Blog poesía La luz de tu Faro

En memoria de Sara Álvarez, con Amor, devoción y ternura infinitas. Absorbí tu esencia, y ahora vives en mi poesía. Te devuelvo la vida con mis versos.

martes, 30 de marzo de 2010


Algo está desordenado en mi cabeza,
como la esquina doblada de una alfombra que el torpe pie arrastra
o la cremallera abierta de un cojín tirado en el sofá.

Hice un torniquete a mi tristeza para que dejara de sangrar,
pero la sangre era su alimento y me pedía más y más.

Con un tajo de luz cegué el ojo neblinoso de la noche
que se erigía sobre tu inviolable silencio
como una estatua de iniquidad.

Me miras con el miedo abuhardillado en los ojos,
y yo me achico en soledad.

No hay arúspice o nigromante capaz de interpretar el presagio funesto del sol
en el reverbero del agua que hierve,
la vivisección de los relojes que encarcelaron el tiempo
o la anatomía de un sueño.

© Óscar Bartolomé Poy. Todos los derechos reservados.

domingo, 28 de marzo de 2010


Nos conocimos en la serendipia del verso,
cuando la poesía era el acantilado donde rompían las lágrimas
de las sirenas que perdieron la magia de su voz.

El mar riela como papel de plata cuando la luna argenta sus aguas
y las nubes de celofán encrespan las velas del barco que soplan mis labios
por el caudaloso estuario de tu boca.

Alguien plantó un guisante mágico en mi despoblado corazón,
y desde entonces cada mañana brota de mi pecho una enredadera que trepa hasta el lábaro del sol.

Tu imagen flamea en el estuoso lago de mi memoria
con la undosa fidelidad del agua que captura el reflejo cristalino del astro
en su cenit.

© Óscar Bartolomé Poy. Todos los derechos reservados.

viernes, 26 de marzo de 2010


Me miras con el ojo enmarcado en la pluma ocelada de un pavo real
que despliega el abanico de sus encantos y seduce la mirada
con el fastuoso cromatismo de sus alas,
y yo tiemblo como el rocío en la mañana
con ese ritual de abeja que poliniza la flor
en el cortejo del néctar que precede al aguijón,
y vistiéndome los labios de silencio,
creo morirme sin biombo que oculte mi rubor,
como el quedo suspiro de la mariposa que el sol atrapó en su tupida red de fuego,
desintegrándola en infinitas partículas de luz.

© Óscar Bartolomé Poy. Todos los derechos reservados.

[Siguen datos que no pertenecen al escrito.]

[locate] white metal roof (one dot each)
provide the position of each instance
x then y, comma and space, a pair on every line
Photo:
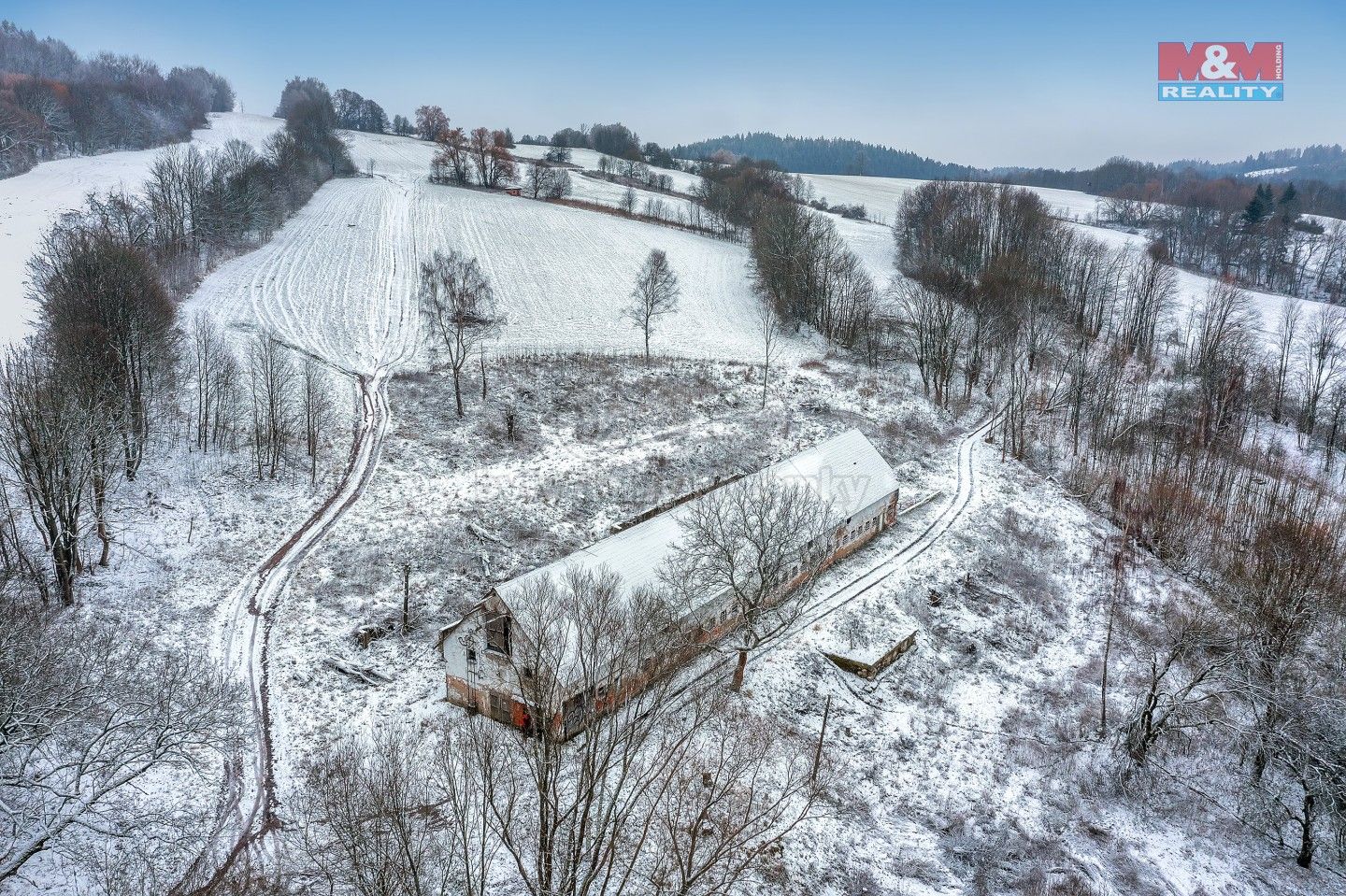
844, 471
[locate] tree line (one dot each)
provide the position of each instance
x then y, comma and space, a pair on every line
1254, 235
85, 397
54, 104
1171, 421
801, 265
825, 155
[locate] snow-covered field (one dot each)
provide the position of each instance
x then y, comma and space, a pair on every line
881, 195
338, 277
33, 201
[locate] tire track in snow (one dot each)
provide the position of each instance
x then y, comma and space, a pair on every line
248, 804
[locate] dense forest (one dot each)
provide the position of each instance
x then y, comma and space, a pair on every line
55, 104
1318, 162
826, 155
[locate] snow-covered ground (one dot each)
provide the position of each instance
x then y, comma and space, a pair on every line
881, 195
590, 159
336, 278
33, 201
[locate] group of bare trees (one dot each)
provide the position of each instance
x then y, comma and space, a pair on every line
1262, 241
459, 314
654, 296
52, 103
547, 180
85, 397
91, 713
482, 158
1166, 420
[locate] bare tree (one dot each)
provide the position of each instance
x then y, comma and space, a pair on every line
431, 122
110, 320
274, 416
547, 182
492, 156
1321, 358
452, 162
654, 295
370, 806
757, 544
771, 331
1151, 290
1287, 335
935, 333
89, 713
46, 432
315, 406
1225, 334
458, 308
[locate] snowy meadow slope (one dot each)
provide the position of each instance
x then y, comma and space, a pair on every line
33, 201
336, 278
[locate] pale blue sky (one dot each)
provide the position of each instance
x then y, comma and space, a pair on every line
978, 82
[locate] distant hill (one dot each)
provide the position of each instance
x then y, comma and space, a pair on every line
1322, 162
826, 155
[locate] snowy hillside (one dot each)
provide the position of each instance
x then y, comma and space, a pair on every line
30, 202
338, 280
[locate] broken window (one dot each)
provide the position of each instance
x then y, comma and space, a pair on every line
498, 633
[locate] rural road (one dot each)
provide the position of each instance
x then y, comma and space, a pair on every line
248, 800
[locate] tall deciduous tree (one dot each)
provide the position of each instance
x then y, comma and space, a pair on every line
458, 307
431, 122
654, 295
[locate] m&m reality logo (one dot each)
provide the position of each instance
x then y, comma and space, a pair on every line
1223, 70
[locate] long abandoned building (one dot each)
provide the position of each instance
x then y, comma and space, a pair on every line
844, 473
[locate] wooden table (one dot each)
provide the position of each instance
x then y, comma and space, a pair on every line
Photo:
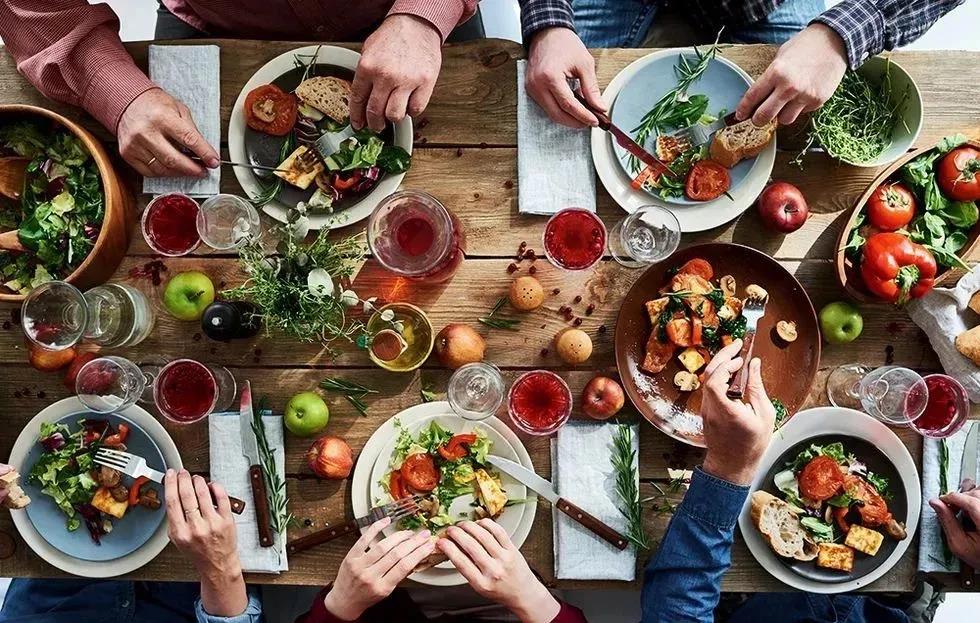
466, 156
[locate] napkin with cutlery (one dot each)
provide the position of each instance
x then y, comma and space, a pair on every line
190, 73
582, 471
554, 163
230, 468
931, 551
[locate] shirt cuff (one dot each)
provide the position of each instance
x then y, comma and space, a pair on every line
713, 501
860, 24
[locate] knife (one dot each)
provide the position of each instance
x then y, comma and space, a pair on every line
545, 489
250, 449
968, 471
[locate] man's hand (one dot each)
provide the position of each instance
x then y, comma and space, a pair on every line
964, 545
804, 74
735, 432
151, 132
399, 65
556, 55
373, 569
484, 554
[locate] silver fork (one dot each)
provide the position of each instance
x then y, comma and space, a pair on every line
397, 510
753, 310
135, 466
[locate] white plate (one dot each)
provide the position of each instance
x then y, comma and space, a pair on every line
328, 55
361, 479
693, 218
69, 564
822, 421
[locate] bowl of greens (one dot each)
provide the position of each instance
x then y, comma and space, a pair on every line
72, 214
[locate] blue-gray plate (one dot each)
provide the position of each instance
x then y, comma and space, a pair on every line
128, 534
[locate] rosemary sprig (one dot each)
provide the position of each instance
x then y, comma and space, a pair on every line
627, 487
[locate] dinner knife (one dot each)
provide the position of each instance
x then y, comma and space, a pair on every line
968, 471
250, 449
546, 490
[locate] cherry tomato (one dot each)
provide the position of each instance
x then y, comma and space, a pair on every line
419, 472
707, 180
959, 174
892, 206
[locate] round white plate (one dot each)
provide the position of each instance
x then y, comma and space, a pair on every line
361, 501
69, 564
693, 218
819, 422
328, 55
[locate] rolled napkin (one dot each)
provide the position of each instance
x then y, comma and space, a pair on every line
582, 470
554, 163
931, 552
230, 468
192, 74
943, 314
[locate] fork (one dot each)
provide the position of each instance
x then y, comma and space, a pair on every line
135, 466
753, 310
397, 510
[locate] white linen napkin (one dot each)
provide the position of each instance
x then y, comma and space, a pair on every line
192, 74
554, 163
930, 533
230, 468
582, 470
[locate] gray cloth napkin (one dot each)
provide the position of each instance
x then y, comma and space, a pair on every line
230, 468
943, 314
554, 163
930, 533
582, 471
191, 73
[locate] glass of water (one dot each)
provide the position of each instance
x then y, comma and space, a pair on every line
227, 222
648, 235
476, 391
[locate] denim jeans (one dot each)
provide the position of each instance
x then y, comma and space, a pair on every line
624, 23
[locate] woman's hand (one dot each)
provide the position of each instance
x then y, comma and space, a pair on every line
206, 536
374, 568
484, 554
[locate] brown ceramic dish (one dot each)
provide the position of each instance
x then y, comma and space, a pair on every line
848, 274
788, 370
118, 222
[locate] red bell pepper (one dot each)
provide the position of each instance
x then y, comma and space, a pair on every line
895, 269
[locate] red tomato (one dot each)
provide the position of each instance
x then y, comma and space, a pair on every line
707, 180
419, 472
959, 174
892, 206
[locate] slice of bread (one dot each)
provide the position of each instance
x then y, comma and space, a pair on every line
735, 143
780, 527
328, 94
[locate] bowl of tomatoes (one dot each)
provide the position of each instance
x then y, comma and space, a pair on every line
913, 226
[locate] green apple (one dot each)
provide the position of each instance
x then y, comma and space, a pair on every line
840, 322
306, 414
188, 294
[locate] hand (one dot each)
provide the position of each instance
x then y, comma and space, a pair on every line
556, 55
151, 131
206, 536
735, 432
964, 545
484, 554
399, 65
804, 74
374, 568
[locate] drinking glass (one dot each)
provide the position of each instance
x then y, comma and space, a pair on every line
476, 391
648, 235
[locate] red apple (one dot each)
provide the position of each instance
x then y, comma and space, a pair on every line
602, 398
783, 207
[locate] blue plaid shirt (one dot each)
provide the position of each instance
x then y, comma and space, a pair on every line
866, 26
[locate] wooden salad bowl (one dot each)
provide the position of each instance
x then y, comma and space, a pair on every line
120, 216
849, 275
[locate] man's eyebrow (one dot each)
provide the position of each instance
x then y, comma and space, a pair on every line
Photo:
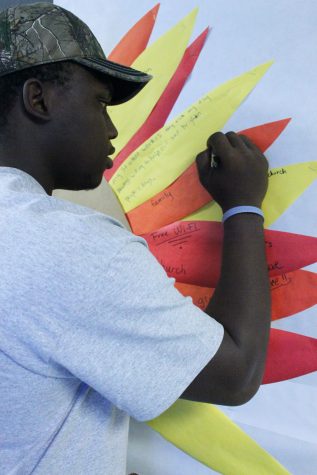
108, 91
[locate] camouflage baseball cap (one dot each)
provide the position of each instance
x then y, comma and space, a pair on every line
43, 33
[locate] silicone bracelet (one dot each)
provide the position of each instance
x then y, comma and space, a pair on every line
241, 209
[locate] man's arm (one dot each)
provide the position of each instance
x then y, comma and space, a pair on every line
241, 302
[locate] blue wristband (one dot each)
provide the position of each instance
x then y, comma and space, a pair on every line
241, 209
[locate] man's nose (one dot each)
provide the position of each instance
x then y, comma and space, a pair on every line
113, 132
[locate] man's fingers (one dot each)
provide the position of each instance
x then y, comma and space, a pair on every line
220, 146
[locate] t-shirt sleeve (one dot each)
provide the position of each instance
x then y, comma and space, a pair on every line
132, 336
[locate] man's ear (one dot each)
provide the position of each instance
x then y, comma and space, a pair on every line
36, 99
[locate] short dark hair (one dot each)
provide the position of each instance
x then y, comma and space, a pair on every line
59, 73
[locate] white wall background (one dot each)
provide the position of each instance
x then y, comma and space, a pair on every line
245, 33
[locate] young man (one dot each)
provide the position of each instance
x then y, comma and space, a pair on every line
91, 329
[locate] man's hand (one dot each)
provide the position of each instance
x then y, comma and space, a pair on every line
240, 178
241, 301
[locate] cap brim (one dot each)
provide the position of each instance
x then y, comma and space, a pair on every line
127, 82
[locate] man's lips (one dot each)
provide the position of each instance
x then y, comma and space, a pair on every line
112, 150
109, 162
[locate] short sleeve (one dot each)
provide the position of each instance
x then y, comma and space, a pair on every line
136, 339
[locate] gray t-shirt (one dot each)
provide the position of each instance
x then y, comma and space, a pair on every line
91, 332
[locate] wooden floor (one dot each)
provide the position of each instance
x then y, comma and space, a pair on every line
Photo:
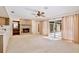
39, 44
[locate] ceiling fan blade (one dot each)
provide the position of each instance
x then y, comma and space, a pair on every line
29, 9
42, 15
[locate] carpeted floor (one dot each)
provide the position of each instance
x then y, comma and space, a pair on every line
39, 44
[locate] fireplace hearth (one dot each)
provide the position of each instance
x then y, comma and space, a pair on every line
26, 30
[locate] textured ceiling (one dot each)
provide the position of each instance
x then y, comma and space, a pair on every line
27, 12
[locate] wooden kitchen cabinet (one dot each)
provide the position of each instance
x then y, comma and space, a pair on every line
1, 43
4, 21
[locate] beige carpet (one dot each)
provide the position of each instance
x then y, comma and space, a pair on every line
39, 44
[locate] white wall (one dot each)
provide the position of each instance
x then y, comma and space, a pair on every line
45, 27
33, 27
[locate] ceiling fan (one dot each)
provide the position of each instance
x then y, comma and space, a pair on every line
36, 13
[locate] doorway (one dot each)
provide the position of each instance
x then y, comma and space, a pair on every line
16, 28
56, 29
40, 27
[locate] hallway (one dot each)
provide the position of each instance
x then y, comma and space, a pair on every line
39, 44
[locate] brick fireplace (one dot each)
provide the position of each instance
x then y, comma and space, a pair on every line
26, 30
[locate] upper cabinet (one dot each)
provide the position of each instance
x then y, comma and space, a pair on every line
4, 21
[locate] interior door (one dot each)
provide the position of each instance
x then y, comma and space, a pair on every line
16, 28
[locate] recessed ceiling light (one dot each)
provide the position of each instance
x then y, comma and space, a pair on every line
12, 11
45, 7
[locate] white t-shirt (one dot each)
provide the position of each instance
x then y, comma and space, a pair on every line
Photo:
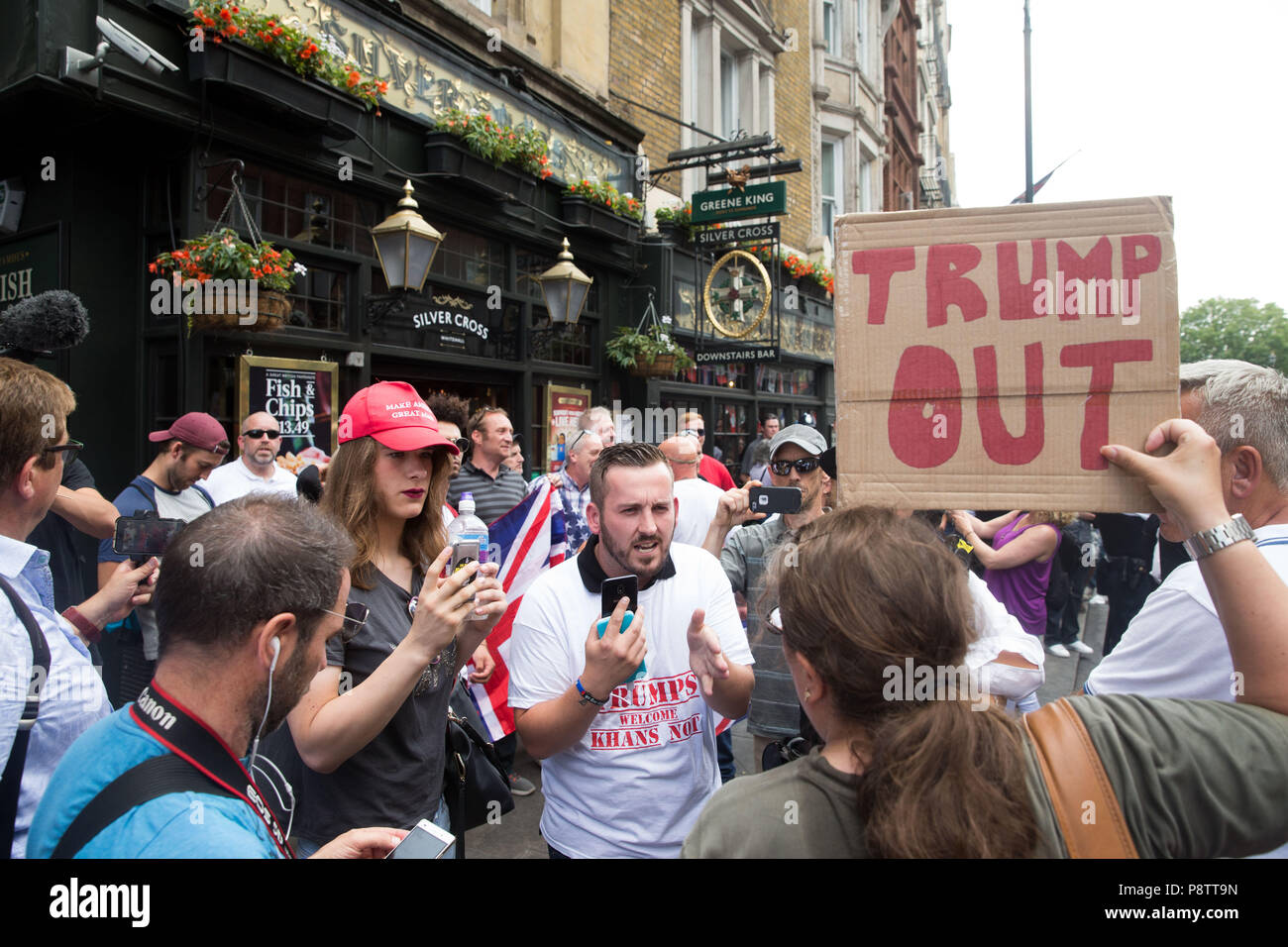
698, 502
999, 630
634, 785
233, 479
1175, 646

miércoles, 24 de marzo de 2010


Tienes la salinidad del mar en la mirada,
un rompeolas de tristezas en tu boca de amapola,
y cuando te observo, asomado al saledizo de la memoria,
el balcón de tus pestañas se engalana
como un florido pensil.

Corre una lágrima apócrifa por la mejilla iridiscente de la luna,
y el rocío de las flores se mimetiza con el calostro espurio de la noche.

La memoria es una retráctil y viscosa lengua de camaleón,
una paloma blanca que agoniza en un columbario de cuervos.
Somos como hormigas afanosas en el aguijón de un alacrán.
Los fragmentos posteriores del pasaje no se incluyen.